4th-century BC Macedonian general

Archon (Ancient Greek: Ἄρχων; died 321 BC) was a Pellaeon, appointed satrap of Babylonia after the death of Alexander the Great in 323 BC. He is probably the same as the son of Cleinias mentioned in the Indian expedition of Alexander. He perished in 321 BC in a fight against Dokimos. An inscription in Delphi shows that Archon had taken part in both the Isthmian and Pythian Games of 333 to 332 BC, won some horse-races.
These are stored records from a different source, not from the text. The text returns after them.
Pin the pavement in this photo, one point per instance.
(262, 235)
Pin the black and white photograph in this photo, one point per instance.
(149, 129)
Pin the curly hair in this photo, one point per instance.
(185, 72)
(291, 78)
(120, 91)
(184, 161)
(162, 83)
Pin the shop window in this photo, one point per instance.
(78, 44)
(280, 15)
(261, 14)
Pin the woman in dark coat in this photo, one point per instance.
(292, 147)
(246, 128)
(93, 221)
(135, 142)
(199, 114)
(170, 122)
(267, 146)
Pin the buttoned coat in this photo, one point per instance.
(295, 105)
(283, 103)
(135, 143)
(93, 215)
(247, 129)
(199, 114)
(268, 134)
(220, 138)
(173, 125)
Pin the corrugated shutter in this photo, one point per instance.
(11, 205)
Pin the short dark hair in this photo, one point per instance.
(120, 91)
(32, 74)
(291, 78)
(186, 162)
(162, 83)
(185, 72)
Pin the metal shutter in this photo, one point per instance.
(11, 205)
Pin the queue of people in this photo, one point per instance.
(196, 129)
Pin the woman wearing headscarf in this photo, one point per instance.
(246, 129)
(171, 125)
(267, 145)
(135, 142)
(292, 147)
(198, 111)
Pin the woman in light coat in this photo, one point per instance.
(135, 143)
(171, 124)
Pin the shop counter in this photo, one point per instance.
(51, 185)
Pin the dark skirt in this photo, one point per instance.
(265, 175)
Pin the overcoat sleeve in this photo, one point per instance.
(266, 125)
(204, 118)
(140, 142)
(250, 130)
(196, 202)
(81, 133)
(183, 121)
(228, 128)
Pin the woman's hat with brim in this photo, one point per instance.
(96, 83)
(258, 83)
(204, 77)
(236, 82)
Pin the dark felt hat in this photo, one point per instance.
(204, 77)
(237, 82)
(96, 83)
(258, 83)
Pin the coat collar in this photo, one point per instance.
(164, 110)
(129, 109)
==1938 statue base discovery==

A limestone statue base was found on 2 May 1938 in Delphi along the Via Sacra. It is currently held by the Delphi Archaeological Museum. Three different inscriptions in Greek were engraved on the base. The first six-line epigram celebrated Archon's athletic victories, his administration of the city of Babylon, a period of military service alongside Alexander, the glory given to his motherland (Pella) by his achievements, followed by the dedication of a sculptural group depicting Archon's family. A shorter inscription of two elegiac couplets related to Archon’s victories in the Pythian and Isthmic agons in an equestrian event. The third inscription was a decree granting privileges to Archon and his family (including priority in consulting the oracles, first place in the theater, exemption from taxes, and precedence in the tribunal). Smaller inscriptions on the statue base found in the same area named, Archon's father, Kleinos, his mother, Synesis (wife of Kleinos), and his brother, Isokrates.
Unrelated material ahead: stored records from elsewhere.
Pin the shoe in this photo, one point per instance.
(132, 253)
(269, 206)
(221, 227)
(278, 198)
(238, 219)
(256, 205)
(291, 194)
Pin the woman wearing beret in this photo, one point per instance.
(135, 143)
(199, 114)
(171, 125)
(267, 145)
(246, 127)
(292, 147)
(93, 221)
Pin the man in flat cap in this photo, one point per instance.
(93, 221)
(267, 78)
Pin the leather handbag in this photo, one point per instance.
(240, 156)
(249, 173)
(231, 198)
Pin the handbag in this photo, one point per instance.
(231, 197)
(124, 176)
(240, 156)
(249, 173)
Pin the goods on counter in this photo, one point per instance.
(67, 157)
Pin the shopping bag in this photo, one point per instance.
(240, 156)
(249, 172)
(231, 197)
The dating of these inscriptions confirm that the Archon referred to was, known from the historiography as the officer of Alexander the Great, who was active in the East between 326 and 321 BC. Together with other Trierarchs, Alexander assigned Archon to oversee the transport of the fleet in the Battle of the Hydaspes of 326. During the division of the empire among the generals after the death of Alexander, Archon assumed the satrapy of Babylon. In the Wars of the Diadochi, Archon was hostile to Perdiccas, who sent Dokimos to Babylon against him. Archon then died in 321 in the battle for control of the city.

==Sources==
- Heckel, Waldemar. Who's Who in the Age of Alexander the Great (P. J. Rhodes, R. Osborne: Greek Historical Inscriptions 404–323 BC.)
- Smith, William (editor); Dictionary of Greek and Roman Biography and Mythology, "Archon (1)", Boston, (1867)
- Epigraphical Database
- University of Naples Federico II. Archon di Pella vince gli Isthmia e ai Pythia.
- Matz, David. Greek and Roman Sport. McFarland, 1991.